Question

The line 3x-8y=k cuts the x-axis and y- axis at the point A and B respectively. If the area of ∆AOB =12sq.units, find the value of k.​

Answer 1

Given:

The equation is:

$3x-8y=k$

It cuts the x-axis and y- axis at the point A and B respectively.

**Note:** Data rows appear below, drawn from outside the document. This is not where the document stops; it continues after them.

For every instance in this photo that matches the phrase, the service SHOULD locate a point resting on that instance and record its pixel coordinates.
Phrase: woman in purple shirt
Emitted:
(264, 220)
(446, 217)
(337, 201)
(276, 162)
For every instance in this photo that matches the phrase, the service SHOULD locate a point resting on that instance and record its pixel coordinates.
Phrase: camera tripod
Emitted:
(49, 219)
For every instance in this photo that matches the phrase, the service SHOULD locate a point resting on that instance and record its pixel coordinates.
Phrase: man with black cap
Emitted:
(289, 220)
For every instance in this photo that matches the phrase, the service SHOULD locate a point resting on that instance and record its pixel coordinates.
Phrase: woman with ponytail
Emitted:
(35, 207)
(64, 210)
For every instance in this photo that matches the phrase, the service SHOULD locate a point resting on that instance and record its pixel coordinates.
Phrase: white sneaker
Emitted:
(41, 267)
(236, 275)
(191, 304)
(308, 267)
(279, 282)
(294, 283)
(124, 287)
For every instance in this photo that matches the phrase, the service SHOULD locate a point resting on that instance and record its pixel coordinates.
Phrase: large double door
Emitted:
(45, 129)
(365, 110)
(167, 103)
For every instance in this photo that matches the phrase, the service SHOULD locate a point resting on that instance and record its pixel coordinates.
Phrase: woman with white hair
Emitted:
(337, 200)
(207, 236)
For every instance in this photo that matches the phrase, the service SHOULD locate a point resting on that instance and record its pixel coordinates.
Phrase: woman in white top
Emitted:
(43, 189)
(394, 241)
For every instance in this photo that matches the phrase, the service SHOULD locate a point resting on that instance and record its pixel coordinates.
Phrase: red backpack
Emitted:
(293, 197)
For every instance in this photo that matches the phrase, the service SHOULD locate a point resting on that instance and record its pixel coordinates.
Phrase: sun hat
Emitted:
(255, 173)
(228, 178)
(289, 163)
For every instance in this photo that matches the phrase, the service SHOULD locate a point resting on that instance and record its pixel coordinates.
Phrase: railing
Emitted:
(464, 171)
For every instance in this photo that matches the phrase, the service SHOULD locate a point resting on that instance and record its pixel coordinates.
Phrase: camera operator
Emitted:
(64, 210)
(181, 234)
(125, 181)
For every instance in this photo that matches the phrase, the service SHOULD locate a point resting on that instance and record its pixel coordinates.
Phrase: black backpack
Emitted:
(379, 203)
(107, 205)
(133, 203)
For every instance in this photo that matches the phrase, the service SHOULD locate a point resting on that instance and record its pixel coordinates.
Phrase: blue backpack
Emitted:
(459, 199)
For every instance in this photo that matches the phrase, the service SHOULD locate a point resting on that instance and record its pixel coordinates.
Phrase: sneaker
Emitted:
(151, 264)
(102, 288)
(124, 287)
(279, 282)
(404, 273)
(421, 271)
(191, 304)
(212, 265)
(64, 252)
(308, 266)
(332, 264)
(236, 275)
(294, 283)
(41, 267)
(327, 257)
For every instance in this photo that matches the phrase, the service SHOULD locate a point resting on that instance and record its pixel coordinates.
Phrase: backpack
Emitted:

The area of ∆AOB =12 sq.units.

To find:

The value of k.

Solution:

We have,

$3x-8y=k$

Substituting $x=0$ to find the y-intercept.

$3(0)-8y=k$

$0-8y=k$

$y=\dfrac{k}{-8}$

$y=-\dfrac{k}{8}$

Substituting $y=0$ to find the x-intercept.

$3x-8(0)=k$

$3x-0=k$

$x=\dfrac{k}{3}$

Area of a triangle is:

$A=\dfrac{1}{2}\times base\times height$

The height of the ∆AOB is $OB=\dfrac{k}{8}$ because distance cannot be negative and the base of the ∆AOB is $OA=\dfrac{k}{3}$. So, the area of the ∆AOB is:

$A=\dfrac{1}{2}\times \dfrac{k}{8}\times \dfrac{k}{3}$

$A=\dfrac{k^2}{48}$

It is given that, the area of ∆AOB = 12 sq.units.

$\dfrac{k^2}{48}=12$

$k^2=576$

$k=\pm \sqrt{576}$

$k=\pm 24$

Therefore, the value of k is either 24 or -24.